A menudo la toma de decisiones se ve condicionada por nuestra dificultad para relativizar las cosas. A la hora de valorar las distintas posibilidades debemos pensar objetivamente en qué es lo peor que podría pasar si no hacemos lo que hay que hacer. Si no pasas a la acción nunca avanzarás y no descubrirás qué podría haber sido. Recuerda que es más frecuente lamentarse por lo que dejamos de hacer que por lo que hicimos.

 

El fin del mundo

Suena a pregunta recurrente para mantener una conversación pero es una técnica excelente para graduar la importancia de las cosas. Plantéalo de esta manera: si mañana se fuera a acabar el mundo, ¿te preocuparías por eso?

Cuando te ves bajo presión te centras en lo realmente importante. Eso te ayuda a focalizar tus energías en la búsqueda de una solución en vez de obsesionarte con el problema.
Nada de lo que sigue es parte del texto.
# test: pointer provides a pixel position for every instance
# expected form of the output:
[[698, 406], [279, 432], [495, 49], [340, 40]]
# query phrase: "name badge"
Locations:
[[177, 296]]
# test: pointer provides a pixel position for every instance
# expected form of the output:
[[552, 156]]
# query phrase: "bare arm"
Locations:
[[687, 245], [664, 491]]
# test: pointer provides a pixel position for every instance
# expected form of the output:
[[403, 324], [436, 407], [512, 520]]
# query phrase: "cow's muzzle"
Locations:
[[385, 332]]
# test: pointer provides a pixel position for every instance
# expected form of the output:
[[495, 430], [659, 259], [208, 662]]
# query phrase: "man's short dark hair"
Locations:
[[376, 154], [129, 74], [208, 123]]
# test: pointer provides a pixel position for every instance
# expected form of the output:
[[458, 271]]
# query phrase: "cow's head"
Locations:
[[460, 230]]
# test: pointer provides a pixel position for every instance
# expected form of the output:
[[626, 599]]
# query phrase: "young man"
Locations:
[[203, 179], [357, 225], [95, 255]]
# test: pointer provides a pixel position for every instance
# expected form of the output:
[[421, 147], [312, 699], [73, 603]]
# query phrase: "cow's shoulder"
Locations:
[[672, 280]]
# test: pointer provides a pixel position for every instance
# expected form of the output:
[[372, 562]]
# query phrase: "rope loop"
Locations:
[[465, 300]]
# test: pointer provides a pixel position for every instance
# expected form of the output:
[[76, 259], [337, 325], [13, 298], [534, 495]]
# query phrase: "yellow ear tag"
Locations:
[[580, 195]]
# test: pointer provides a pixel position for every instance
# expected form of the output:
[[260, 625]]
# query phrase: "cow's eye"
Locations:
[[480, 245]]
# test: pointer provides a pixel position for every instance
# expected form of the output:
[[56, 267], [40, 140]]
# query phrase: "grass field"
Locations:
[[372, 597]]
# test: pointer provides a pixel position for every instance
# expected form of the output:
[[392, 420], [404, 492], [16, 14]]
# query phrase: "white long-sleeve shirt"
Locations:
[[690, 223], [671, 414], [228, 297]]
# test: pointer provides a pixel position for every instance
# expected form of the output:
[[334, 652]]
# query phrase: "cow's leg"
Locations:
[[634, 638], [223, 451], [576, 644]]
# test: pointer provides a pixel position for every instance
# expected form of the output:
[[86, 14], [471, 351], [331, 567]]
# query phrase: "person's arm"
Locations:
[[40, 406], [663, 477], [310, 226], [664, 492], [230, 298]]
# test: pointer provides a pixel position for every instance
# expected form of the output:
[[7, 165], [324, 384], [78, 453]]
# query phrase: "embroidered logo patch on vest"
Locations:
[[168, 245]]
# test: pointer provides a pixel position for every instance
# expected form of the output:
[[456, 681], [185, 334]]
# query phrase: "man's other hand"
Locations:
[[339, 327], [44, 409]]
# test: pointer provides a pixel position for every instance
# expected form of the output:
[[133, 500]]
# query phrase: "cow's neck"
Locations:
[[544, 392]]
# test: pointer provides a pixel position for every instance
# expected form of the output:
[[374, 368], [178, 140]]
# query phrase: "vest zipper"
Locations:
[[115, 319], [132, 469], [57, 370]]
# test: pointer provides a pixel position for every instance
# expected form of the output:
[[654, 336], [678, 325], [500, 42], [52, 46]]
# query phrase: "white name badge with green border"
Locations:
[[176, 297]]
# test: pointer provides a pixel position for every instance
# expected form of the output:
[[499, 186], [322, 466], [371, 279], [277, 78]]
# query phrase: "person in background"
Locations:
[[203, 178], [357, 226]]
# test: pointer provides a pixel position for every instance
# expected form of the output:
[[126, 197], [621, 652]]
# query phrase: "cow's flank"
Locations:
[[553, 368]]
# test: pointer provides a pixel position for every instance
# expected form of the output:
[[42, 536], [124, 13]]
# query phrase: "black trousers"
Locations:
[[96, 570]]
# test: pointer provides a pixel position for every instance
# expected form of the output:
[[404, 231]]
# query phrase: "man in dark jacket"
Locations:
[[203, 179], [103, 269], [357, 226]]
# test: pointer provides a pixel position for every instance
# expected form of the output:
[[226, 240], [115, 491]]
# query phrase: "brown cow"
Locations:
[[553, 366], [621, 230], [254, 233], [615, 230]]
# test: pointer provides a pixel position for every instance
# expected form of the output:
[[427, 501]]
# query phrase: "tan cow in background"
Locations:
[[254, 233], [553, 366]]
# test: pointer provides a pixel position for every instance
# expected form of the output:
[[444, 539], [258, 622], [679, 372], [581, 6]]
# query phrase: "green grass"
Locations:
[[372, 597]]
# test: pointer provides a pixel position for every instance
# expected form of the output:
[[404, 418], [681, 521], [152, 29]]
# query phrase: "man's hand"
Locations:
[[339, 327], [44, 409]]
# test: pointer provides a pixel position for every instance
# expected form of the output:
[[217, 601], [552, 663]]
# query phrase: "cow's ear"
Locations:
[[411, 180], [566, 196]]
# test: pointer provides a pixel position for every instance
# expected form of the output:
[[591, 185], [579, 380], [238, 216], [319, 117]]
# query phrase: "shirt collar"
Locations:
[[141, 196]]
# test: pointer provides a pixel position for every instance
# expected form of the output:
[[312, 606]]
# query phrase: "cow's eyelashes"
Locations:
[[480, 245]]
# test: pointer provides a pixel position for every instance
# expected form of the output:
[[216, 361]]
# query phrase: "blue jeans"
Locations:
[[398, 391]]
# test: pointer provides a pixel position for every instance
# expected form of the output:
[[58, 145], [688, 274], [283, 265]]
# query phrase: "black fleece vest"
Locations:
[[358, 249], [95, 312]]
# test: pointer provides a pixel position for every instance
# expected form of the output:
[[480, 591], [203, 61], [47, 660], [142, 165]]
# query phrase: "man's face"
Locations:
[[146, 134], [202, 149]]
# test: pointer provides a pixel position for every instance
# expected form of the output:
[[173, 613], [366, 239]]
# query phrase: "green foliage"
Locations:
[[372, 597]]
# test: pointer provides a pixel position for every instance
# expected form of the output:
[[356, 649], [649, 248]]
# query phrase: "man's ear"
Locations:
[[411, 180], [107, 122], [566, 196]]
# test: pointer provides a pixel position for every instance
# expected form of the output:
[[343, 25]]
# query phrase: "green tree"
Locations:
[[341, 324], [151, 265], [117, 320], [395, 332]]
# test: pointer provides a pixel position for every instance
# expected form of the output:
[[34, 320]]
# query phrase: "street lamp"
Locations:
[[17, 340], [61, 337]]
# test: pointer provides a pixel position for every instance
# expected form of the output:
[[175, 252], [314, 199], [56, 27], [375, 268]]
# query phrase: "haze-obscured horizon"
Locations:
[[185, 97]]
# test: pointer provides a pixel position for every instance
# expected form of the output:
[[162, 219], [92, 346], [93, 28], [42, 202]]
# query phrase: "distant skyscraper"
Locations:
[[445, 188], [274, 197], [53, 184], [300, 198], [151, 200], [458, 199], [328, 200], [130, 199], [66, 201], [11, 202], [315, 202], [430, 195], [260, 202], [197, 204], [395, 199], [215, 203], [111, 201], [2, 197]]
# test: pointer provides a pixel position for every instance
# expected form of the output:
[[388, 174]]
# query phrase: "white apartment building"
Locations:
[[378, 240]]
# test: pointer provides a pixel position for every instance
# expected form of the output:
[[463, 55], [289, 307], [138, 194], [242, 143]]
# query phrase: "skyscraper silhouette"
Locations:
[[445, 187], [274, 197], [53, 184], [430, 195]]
Sé consciente de la inmensidad del universo. Somos una pequeñísima parte de él. ¿Te das cuenta de la insignificancia de esa preocupación? Estos pensamientos te ayudarán a enfrentarlos con objetividad y no llevándolos a lo personal.

 

Tomarlo con humor

Además de vivir la vida con más alegría, la risa es el mejor remedio contra la ansiedad, el estrés, las preocupaciones, el enfado y la ira.

El sentido del humor se considera un analgésico natural que en pequeñas dosis facilita la liberación de endorfinas, neurotransmisores responsables de la felicidad. Por otro lado, en grandes dosis permite reducir el cortisol (la hormona del estrés) y soltar emociones reprimidas.

 

Ser positivos

Los pensamientos positivos provocan emociones positivas. Con ellas mantendrás una actitud positiva para analizar las situaciones de la mejor manera posible.

Hacer balance de nuestra vida, nos ayudará a ver cuántas circunstancias y obstáculos hemos superado, algunos puede que incluso más grandes. Curiosamente, al quedar lejanos en el tiempo y haber salido triunfantes de ellos suelen permanecer olvidados en vez de servirnos como  estímulo.

Este es el punto de partida para aprender a relativizar los problemas actuales. Aunque no siempre es recomendable comparar, en este caso sí que resulta beneficioso. Vivirás más tranquilo, vivirás mejor. ¡A por ello!